Complicating matters even more, the land the municipality is planning to work on is at the centre of a land claim dispute with the Saugeen Ojibway Nation.
Chief Lester Anoquot says the municipality is obligated to consult before doing any work on the disputed land.
“This is a matter of principle, respect and jurisdiction. The lands in question are part of the Saugeen First Nation, and while that is not accept by the South Bruce Peninsula town council, it is simply a fact,” says Anoquot.
That being said, Anoquot says they aren’t looking for a fight, rather a voice in the decision on what happens on this disputed section of shoreline.

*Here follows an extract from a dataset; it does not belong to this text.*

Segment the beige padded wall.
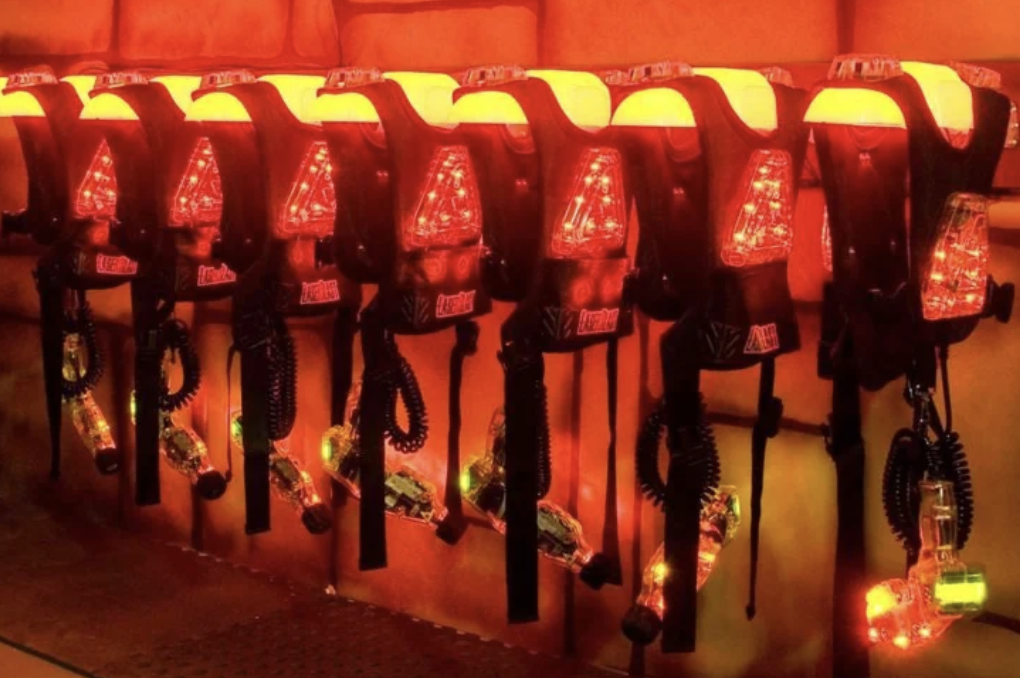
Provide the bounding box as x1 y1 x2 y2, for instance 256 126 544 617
0 0 1020 678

“I would like to de-escalate any tension in the area. We’ve been good neighbours. We have a vast tourism area we share. To maintain those good relationships, I think picking up the phone and having a conversation could solve a lot of these issues,” he says.
Jackson says their legal team tells them they have no legal obligation to consult with the Saugeen First Nation on work on the disputed land, and that consulting with them would actually harm their case in the land claim.
Still, Jackson too says she wants to de-escalate the situation, “We want to be good neighbours. We want to have a better line of communication with them, and we mean no disrespect to the Saugeen Ojibway Nation, at all."
South Bruce Peninsula council says they do plan on moving forward with the dune work in the spring. But, locals there on Tuesday, vowe to stop them.
Sauble Beach business owner Tom Laforme says, “We’re going to have a judicial review. That’s in the works. It’s going to be filed in the next day or two, and we’re going to stop this permanently."